In the 1770’s, the American Civil war put an end to British convicts being transported to America. The prisons quickly became overcrowded and old warships were converted into hulks. These were prison ships for the convicts who had been sentenced specifically to transportation. The length of the sentence would usually be upwards of 7 years to life. A few of these hulks were moored at Woolwich. One of the original hulks, the Ganymede was moored at Woolwich by 1777 and she was there until 1840. The Justita was bought in from Chatham in 1829, and was anchored at the lower end of the Royal Arsenal. The Warrior, built in 1781, was moored with her bow facing upstream, alongside the Royal Dockyard. The Warrior was set down on the foreshore as she was in such a bad state of repair. In 1862, the Defence was anchored, head to head, with the hospital ship Unite, along side the Royal Arsenal.

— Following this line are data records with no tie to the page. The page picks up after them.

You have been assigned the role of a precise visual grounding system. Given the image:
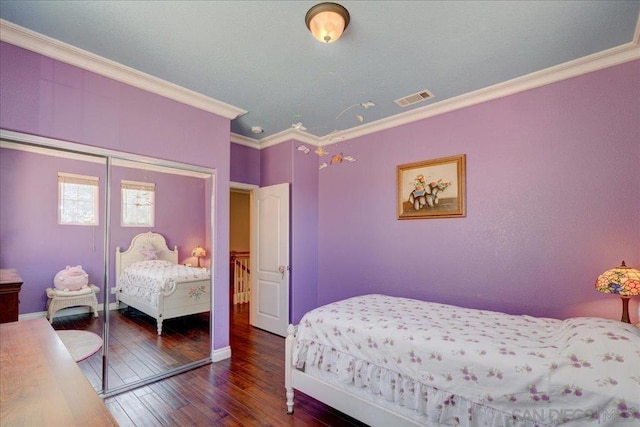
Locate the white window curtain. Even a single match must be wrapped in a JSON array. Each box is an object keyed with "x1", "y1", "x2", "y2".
[
  {"x1": 120, "y1": 180, "x2": 156, "y2": 227},
  {"x1": 58, "y1": 172, "x2": 99, "y2": 225}
]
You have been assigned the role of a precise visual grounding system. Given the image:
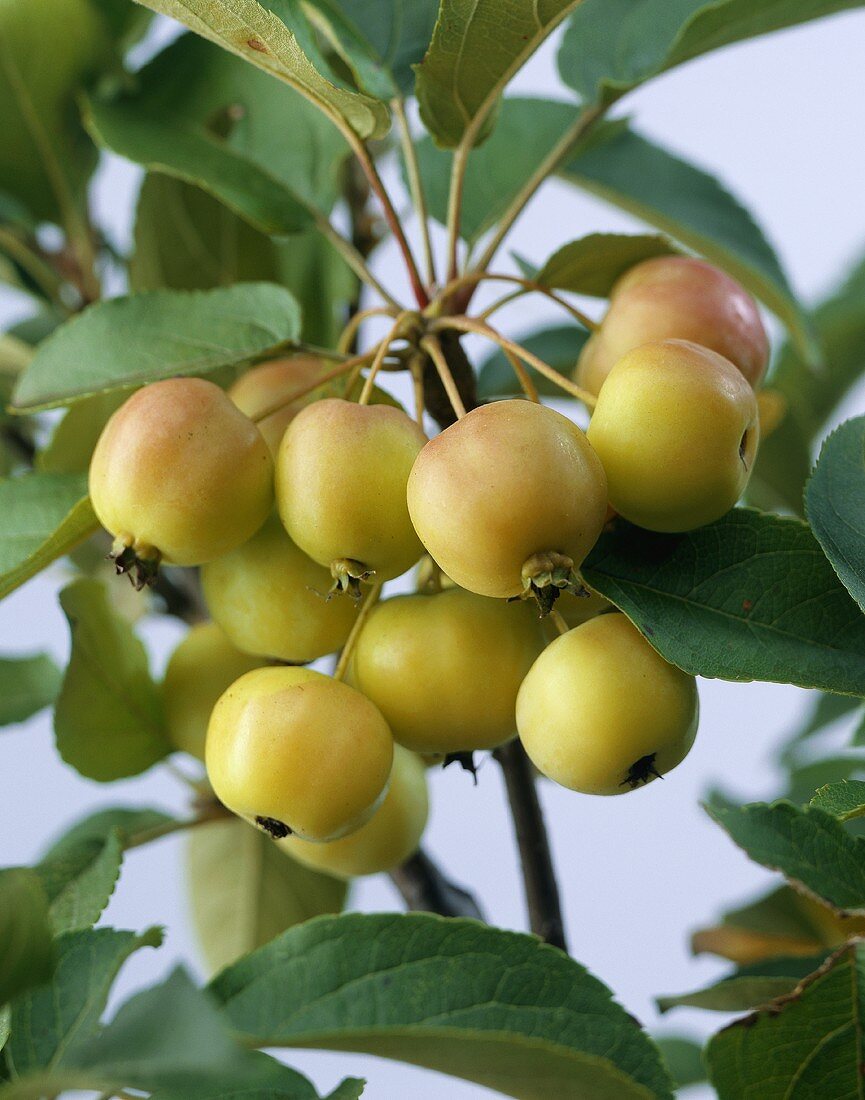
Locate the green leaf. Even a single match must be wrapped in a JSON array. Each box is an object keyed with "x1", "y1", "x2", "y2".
[
  {"x1": 811, "y1": 779, "x2": 865, "y2": 822},
  {"x1": 655, "y1": 1035, "x2": 705, "y2": 1089},
  {"x1": 210, "y1": 913, "x2": 670, "y2": 1100},
  {"x1": 535, "y1": 233, "x2": 676, "y2": 298},
  {"x1": 54, "y1": 580, "x2": 172, "y2": 783},
  {"x1": 707, "y1": 801, "x2": 865, "y2": 915},
  {"x1": 0, "y1": 653, "x2": 63, "y2": 726},
  {"x1": 13, "y1": 283, "x2": 300, "y2": 411},
  {"x1": 0, "y1": 867, "x2": 55, "y2": 1004},
  {"x1": 6, "y1": 928, "x2": 162, "y2": 1078},
  {"x1": 42, "y1": 806, "x2": 174, "y2": 864},
  {"x1": 804, "y1": 416, "x2": 865, "y2": 612},
  {"x1": 556, "y1": 120, "x2": 817, "y2": 362},
  {"x1": 707, "y1": 943, "x2": 865, "y2": 1100},
  {"x1": 478, "y1": 325, "x2": 589, "y2": 399},
  {"x1": 130, "y1": 173, "x2": 357, "y2": 345},
  {"x1": 656, "y1": 952, "x2": 828, "y2": 1012},
  {"x1": 133, "y1": 0, "x2": 390, "y2": 139},
  {"x1": 583, "y1": 508, "x2": 865, "y2": 695},
  {"x1": 0, "y1": 0, "x2": 111, "y2": 222},
  {"x1": 559, "y1": 0, "x2": 862, "y2": 103},
  {"x1": 416, "y1": 0, "x2": 580, "y2": 147},
  {"x1": 305, "y1": 0, "x2": 438, "y2": 96},
  {"x1": 186, "y1": 818, "x2": 347, "y2": 974},
  {"x1": 34, "y1": 833, "x2": 123, "y2": 934},
  {"x1": 0, "y1": 473, "x2": 99, "y2": 600}
]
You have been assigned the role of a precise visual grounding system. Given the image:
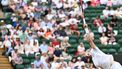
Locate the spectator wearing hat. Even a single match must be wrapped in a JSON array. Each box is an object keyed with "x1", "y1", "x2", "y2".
[
  {"x1": 100, "y1": 33, "x2": 109, "y2": 45},
  {"x1": 77, "y1": 42, "x2": 85, "y2": 55},
  {"x1": 61, "y1": 39, "x2": 71, "y2": 49},
  {"x1": 34, "y1": 54, "x2": 44, "y2": 69},
  {"x1": 12, "y1": 53, "x2": 23, "y2": 69},
  {"x1": 39, "y1": 41, "x2": 48, "y2": 54},
  {"x1": 24, "y1": 39, "x2": 34, "y2": 56},
  {"x1": 93, "y1": 16, "x2": 103, "y2": 27},
  {"x1": 69, "y1": 57, "x2": 77, "y2": 69}
]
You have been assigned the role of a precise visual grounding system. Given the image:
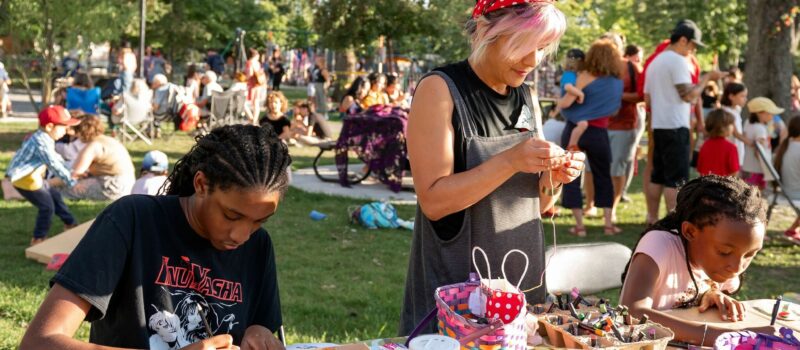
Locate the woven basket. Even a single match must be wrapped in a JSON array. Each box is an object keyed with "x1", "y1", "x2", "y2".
[{"x1": 434, "y1": 282, "x2": 528, "y2": 350}]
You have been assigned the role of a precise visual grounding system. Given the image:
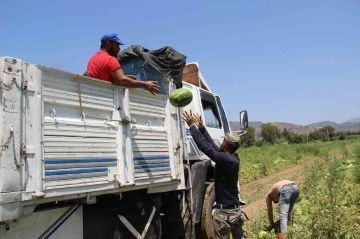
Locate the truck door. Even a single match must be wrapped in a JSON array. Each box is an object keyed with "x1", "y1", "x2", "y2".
[{"x1": 199, "y1": 89, "x2": 229, "y2": 146}]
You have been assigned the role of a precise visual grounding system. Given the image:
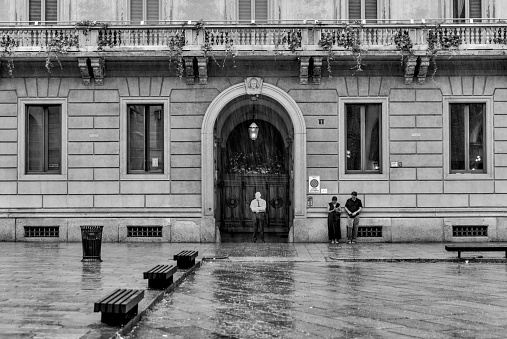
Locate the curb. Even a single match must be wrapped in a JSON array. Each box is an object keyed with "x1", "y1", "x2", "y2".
[{"x1": 81, "y1": 260, "x2": 203, "y2": 339}]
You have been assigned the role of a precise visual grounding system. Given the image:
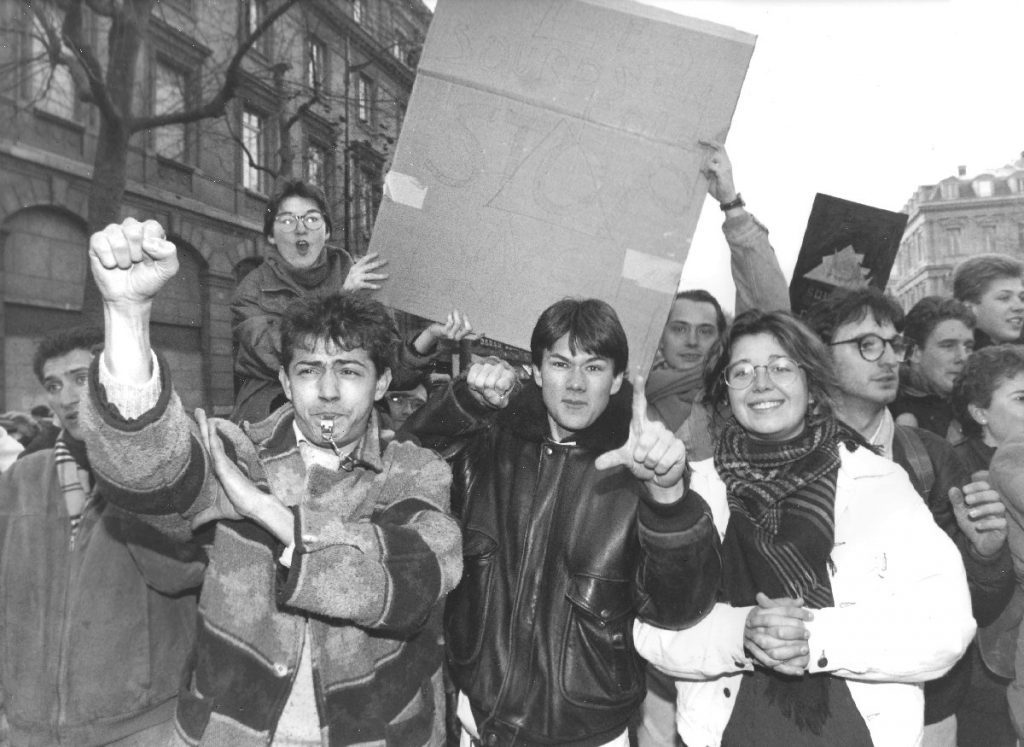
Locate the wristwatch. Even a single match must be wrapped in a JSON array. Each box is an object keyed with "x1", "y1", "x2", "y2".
[{"x1": 719, "y1": 192, "x2": 746, "y2": 213}]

According to a report regarding the hospital ship Unite, the state of cleanliness aboard left much to be desired. The clothing of the prisoners had not been changed for five weeks. New admissions went straight into a bed and the single sheet on it had not been changed. The water closets were neglected and in an unwholesome state. The Sulphur was a laundry hulk at a mooring just behind the Warrior. The Warrior was re-fitted over time and was the only hulk to have gas lighting. Gas lighting and a launderette – what a dez-rez! But the sources show that linen hanging from the rigging looked as if it had been showered with pepper – vermin!…which I presume means fleas.

The Warrior had three decks and was allocated 600 men. The deck onto which the convicts were billeted depended on their character. There were 284 cells on the third deck for the convicts with life sentences. Ventilation was through the old gun ports and there were fireplaces in every passageway and the hold. Was there time in a convict’s day to sit and read the hymn book, prayer book and bible that they were given, sitting in front of the fire? Up at 5.00am to wash, dress and have breakfast before cleaning the ship. 7.30am was the time to start the days allocated work. The usual work for the unskilled was manual labour in leg irons. The convicts were back on board at noon for their dinner hour, which included a bed and clothing inspection. Back to work until 5.30pm then back on board for supper and then more cleaning. Educated convicts were set work that made use of their skills. The convicts clothing was a uniform and they had to wear badges on their sleeves which showed which deck/class they belonged to. When they were off the ships, the convicts could not socialise between the classes.

The convicts were working and living in these conditions with the knowledge that they still had to face a voyage of about three months to the other side of the world.
Transportation ended in 1868 as Australia was now self-governing. Life was hard in past times!